Aufgrund der Entstehung sind in den Kristallen häufig andere Mineralien eingeschlossen, wie etwa Rutil, aber auch mit Gasen und Flüssigkeiten gefüllte Hohlräume beeinträchtigen die Transparenz. Die Steine wirken trüb oder milchig. Bauer umschrieb diese "Fehler" im Rubin einst als "trübe Beschaffenheit, wolkige Stellen (...), milchige halbdurchsichtige Flecken, kleine Risse und Sprünge (Federn), ungleiche Verteilung der Farbe und andere mehr".
Im Zuge des Brennens können jene Schönheitsfehler korrigiert werden; lassen sich manche dieser Schönheitsfehler reduzieren. Unter hoher Hitze können sich nicht nur Hohlräume teilweise schließen, auch bestimmte Fremdmineralien werden aufgeschmolzen oder optisch weniger sichtbar.
Die Fragen „Wie teuer ist ein Rubin?“ oder „Was kostet ein Rubin?“ lassen sich nicht pauschal beantworten, denn der Preis hängt maßgeblich von der Größe beziehungsweise vom Gewicht des Steins ab.
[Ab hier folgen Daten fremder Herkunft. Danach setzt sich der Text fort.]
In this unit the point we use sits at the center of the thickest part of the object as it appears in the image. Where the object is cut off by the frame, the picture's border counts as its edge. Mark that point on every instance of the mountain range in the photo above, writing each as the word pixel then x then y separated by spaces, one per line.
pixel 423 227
Große Rubine mit einem Gewicht von mehr als zwei Karat (1 Karat entspricht 0,2 Gramm) sind vergleichsweise selten. Der überwiegende Teil der geförderten Rubine ist deutlich kleiner. Dementsprechend steigt der Preis pro Karat mit zunehmender Größe überproportional an, besonders bei Rubinen von hoher Farb- und Reinheitsqualität.
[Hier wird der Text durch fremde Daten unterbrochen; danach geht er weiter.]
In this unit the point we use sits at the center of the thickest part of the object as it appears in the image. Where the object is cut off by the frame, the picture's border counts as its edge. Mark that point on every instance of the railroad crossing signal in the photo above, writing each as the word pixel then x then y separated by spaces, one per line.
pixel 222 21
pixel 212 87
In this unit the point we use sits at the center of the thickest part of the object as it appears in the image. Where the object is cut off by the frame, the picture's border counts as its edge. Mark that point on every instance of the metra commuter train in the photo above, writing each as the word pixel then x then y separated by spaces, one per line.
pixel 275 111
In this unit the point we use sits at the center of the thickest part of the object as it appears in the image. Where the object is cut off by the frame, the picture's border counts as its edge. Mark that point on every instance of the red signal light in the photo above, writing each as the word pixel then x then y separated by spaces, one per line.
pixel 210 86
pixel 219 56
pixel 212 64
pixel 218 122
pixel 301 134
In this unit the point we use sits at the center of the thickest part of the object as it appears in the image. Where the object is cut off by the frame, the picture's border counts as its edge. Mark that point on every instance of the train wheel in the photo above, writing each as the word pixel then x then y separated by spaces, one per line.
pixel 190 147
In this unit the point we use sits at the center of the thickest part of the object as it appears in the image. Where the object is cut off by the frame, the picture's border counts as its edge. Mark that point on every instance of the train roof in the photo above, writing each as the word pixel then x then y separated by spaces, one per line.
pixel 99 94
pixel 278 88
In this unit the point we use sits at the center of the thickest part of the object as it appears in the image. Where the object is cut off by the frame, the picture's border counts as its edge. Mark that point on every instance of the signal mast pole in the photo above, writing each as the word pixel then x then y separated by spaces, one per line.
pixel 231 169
Hinzu kommt, dass beim Schleifen der wertvollen Steine ein nicht unerheblicher Teil des Gewichts verloren geht. Ein Verlust von bis zu 60 Prozent gegenüber dem Gewicht des Rohsteins ist nicht unüblich, auch wenn der Schliff sorgfältig geplant und auf minimalen Materialverlust berechnet wurde.
Beachtliche Unterschiede gibt es zudem beim Schliff; sowohl in der Vielfalt der Formen als auch in der Qualität der Ausführung.
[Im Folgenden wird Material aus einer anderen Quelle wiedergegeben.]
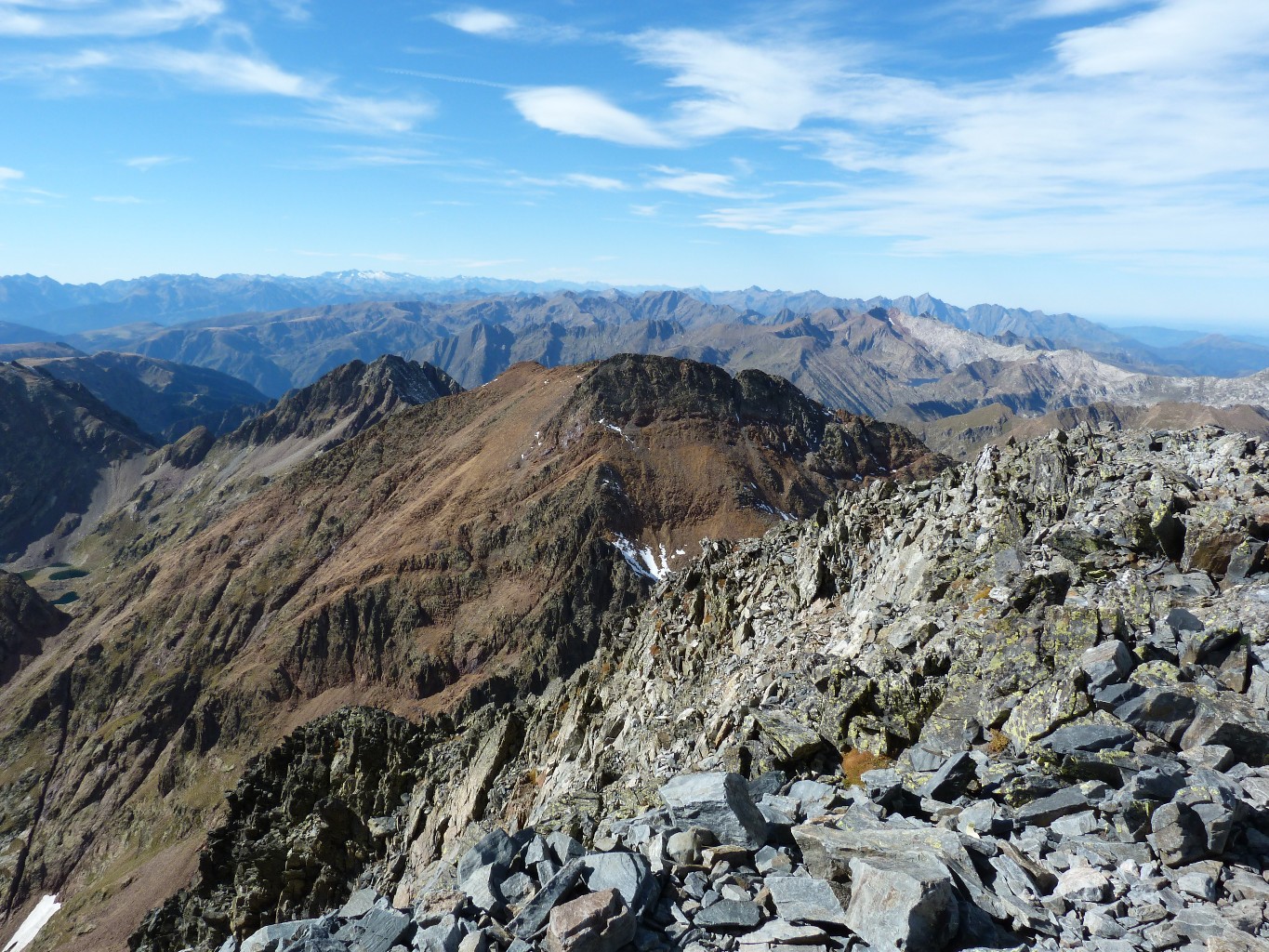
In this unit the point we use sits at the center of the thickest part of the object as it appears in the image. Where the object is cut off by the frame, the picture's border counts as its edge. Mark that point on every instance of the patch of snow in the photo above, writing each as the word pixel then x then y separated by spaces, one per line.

Entscheidend für den Wert und die Optik des Rubins ist jedoch nicht allein die Form, sondern vor allem die Präzision des Schliffs. Proportionen, Symmetrie und Politur bestimmen maßgeblich, wie das Licht im Stein reflektiert wird und wie intensiv Farbe und Brillanz zur Geltung kommen. Eine sorgfältig ausgeführte Schleifarbeit kann die Wirkung eines Rubins erheblich steigern, was sich letztendlich im Preis widerspiegelt.
Der glatt gearbeitete, schlichte Cabochonschliff zählt zu den vergleichsweise kostengünstigen Schliffen. Der Schliff verzichtet vollständig auf Facetten, ist stattdessen durch eine gewölbte, polierte Oberfläche bestimmt. Der Cabochonschliff wird bevorzugt bei undurchsichtigen oder trüben Rubinen angewendet
Dem gegenüber stehen Facettenschliffe (z.B. Ovalschliff, Rundschliff, Tropfenschliff, Marquiseschliff/Navette oder Herzschliff), die deutlich mehr Zeit, Präzision und handwerkliches Können erfordern und die hauptsächlich bei kristallklaren Rubinen angewendet werden.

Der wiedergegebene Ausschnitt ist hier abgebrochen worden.